6.) Lastly I looked for a relationship between race/ethnicity and mean cumulative work hours worked as an adult. My null and alternative hypotheses are below:
Null Hypothesis: There is no statistically significant difference, by race/ethnicity, between the mean hours worked after age 20 by interviewees 30 years of age.
Alternative Hypothesis: Race/ethnicity will have a statistically significant influence on mean hours worked after the age of 20 by interviewees 30 years of age.
Once again I set alpha to .05 and run a t test:
adult_trim$race <- ifelse(adult_trim$race > 3, c(0), c(1))

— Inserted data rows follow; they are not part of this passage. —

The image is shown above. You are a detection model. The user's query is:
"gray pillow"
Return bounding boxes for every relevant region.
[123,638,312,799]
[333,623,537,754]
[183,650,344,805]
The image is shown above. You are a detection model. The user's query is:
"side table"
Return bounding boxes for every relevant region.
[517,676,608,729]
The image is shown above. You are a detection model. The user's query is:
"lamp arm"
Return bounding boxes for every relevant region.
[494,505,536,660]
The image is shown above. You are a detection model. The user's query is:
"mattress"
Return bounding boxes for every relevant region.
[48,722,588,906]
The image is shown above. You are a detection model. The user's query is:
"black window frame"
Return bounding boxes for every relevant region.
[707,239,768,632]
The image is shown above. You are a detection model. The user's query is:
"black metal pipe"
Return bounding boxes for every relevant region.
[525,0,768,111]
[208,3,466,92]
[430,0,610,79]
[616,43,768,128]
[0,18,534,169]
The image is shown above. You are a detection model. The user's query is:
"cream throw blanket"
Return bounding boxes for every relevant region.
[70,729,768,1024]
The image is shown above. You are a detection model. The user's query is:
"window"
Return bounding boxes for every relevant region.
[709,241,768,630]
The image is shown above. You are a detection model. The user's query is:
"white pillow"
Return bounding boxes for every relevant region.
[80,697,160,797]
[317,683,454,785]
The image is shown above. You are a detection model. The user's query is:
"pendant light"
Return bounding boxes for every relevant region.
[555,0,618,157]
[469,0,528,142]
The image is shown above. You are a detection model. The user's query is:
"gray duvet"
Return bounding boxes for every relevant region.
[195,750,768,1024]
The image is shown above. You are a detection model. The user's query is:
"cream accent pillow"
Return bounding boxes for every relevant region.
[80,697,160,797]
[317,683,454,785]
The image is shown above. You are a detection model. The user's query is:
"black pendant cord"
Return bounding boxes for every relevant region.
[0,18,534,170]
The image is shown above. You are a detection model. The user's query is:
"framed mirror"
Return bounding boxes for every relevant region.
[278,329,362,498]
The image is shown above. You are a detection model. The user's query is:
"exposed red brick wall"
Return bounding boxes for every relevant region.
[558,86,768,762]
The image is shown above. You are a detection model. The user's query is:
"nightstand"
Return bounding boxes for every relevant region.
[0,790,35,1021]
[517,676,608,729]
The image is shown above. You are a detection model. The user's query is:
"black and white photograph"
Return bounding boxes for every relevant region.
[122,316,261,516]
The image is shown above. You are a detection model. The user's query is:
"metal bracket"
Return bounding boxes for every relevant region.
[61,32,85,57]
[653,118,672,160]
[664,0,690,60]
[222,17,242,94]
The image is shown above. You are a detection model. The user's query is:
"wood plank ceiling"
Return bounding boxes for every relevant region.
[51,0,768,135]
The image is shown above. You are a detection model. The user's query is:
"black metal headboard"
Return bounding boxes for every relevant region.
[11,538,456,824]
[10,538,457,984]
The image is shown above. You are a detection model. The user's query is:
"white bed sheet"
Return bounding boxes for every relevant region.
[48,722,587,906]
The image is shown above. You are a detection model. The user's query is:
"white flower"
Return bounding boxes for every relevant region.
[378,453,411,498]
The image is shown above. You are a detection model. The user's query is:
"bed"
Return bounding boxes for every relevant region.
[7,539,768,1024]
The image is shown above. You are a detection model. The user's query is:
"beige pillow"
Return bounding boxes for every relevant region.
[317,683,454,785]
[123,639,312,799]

t.test(adult_hours~race, adult_trim, var.eq=TRUE)
##
## Two Sample t-test
##
## data: adult_hours by race
## t = 3.4798, df = 148, p-value = 0.0006595
## alternative hypothesis: true difference in means is not equal to 0
## 95 percent confidence interval:
## 582.970 2115.245
## sample estimates:
## mean in group 0 mean in group 1
## 5252.308 3903.200
The t value of 3.4789 tells us that the variance between the means is larger than the error in estimating. We see that the p value is .0006595, smaller than our designated alpha, giving us considerable confidence that the difference between the means is not due to chance. The results of this t test enabled us to reject the null hypothesis.